February 15, 2017

New Study: High-Performance Work Practices Can Have Negative Outcomes If Not Linked to Broad Incentive Pay

Executive Director

A new study in the UK shows that high-performance work practices can positively affect employee commitment, engagement, turnover intention, and job satisfaction, but only if multiple practices are used together, including broad-based incentive pay. Where only some practices are included, the results can be greater job stress and lower commitment.

The study, "Integrated and Isolated Impact of High Performance Work Practices on Employee Health and Well-Being: A Comparative Study," looks at a wide range of management practices, including team-based work, performance-related pay, selective hiring, grievance systems, job autonomy, staff training, flexible working, participative decision-making, information sharing, and supportive management. For performance-related pay to be included in the high-performance definition, it had to be paid to 40% or more of the staff. The study looked at both a large survey of National Health Service Employees and the 2004 Workplace Employment Relations Survey (WERS), a massive 2004 study of companies and employees covering 2,295 workplaces. Only the latter study looked at performance pay.

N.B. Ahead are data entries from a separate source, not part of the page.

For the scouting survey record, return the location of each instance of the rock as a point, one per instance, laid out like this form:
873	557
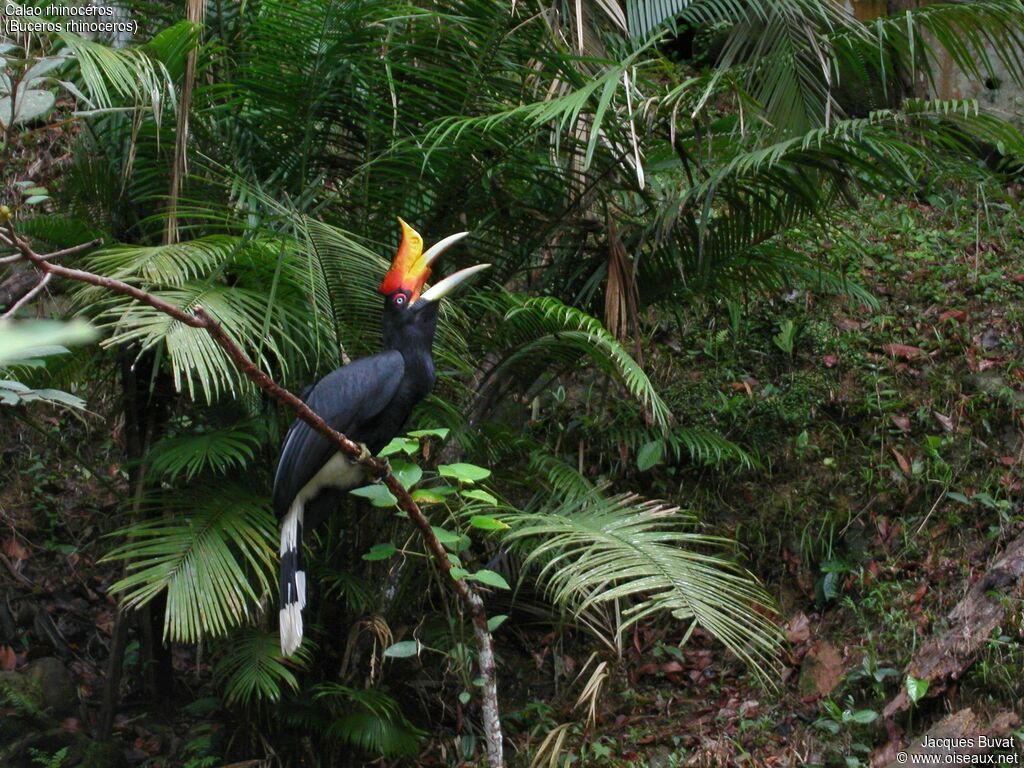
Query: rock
47	684
103	755
820	671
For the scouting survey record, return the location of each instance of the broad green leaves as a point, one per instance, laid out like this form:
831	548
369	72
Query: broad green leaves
468	473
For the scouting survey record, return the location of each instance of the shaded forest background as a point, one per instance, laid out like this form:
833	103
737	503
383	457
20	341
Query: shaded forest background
727	432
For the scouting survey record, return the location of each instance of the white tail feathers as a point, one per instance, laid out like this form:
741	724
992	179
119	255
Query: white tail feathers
293	581
291	629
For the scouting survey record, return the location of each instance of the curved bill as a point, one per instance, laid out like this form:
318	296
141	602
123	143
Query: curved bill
440	247
439	290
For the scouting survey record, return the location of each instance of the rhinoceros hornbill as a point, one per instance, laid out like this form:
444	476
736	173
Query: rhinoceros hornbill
368	400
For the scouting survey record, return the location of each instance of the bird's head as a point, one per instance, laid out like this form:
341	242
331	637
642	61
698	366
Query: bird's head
406	303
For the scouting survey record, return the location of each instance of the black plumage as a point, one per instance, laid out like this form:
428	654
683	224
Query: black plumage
369	400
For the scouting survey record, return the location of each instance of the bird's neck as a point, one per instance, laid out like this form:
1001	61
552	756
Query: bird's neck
419	360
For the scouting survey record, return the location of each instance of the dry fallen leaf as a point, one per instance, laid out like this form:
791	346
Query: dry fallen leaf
13	550
799	629
904	465
905	351
945	421
957	314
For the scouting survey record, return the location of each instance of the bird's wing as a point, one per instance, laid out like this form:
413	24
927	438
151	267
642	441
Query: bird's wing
344	398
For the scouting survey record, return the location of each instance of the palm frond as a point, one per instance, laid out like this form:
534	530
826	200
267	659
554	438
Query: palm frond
217	451
252	668
371	720
596	550
540	332
213	554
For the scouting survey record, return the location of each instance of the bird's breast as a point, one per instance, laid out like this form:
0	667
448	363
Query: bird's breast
339	472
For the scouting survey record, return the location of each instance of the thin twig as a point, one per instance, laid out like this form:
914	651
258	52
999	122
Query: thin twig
376	468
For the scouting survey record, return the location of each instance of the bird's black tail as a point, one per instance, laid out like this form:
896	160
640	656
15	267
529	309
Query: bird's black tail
293	580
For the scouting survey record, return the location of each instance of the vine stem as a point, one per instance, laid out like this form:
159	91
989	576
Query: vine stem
376	468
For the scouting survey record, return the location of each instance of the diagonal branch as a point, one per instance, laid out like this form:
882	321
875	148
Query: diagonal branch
376	468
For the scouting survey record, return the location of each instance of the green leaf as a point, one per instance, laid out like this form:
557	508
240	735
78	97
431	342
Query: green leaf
491	579
211	549
253	669
445	537
468	473
863	717
440	432
380	552
408	473
915	689
480	496
26	340
650	455
399	445
427	496
484	522
402	649
32	104
378	495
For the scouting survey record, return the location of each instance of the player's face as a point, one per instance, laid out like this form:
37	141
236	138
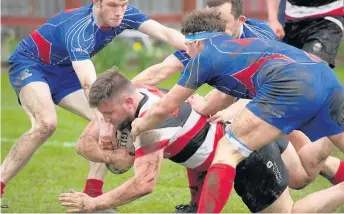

The top cluster of companies in the WERS study had high scores on broad incentives, team working, job autonomy, flexible work, and participative management. These companies saw very positive outcomes in terms of employee health and well-being. The results were mixed to negative in the next two clusters. While employee ownership was not part of this study, it confirms what other research has shown, namely that asking employees to get more involved in helping companies perform well, but not giving them a stake in the outcome, can appear manipulative to them.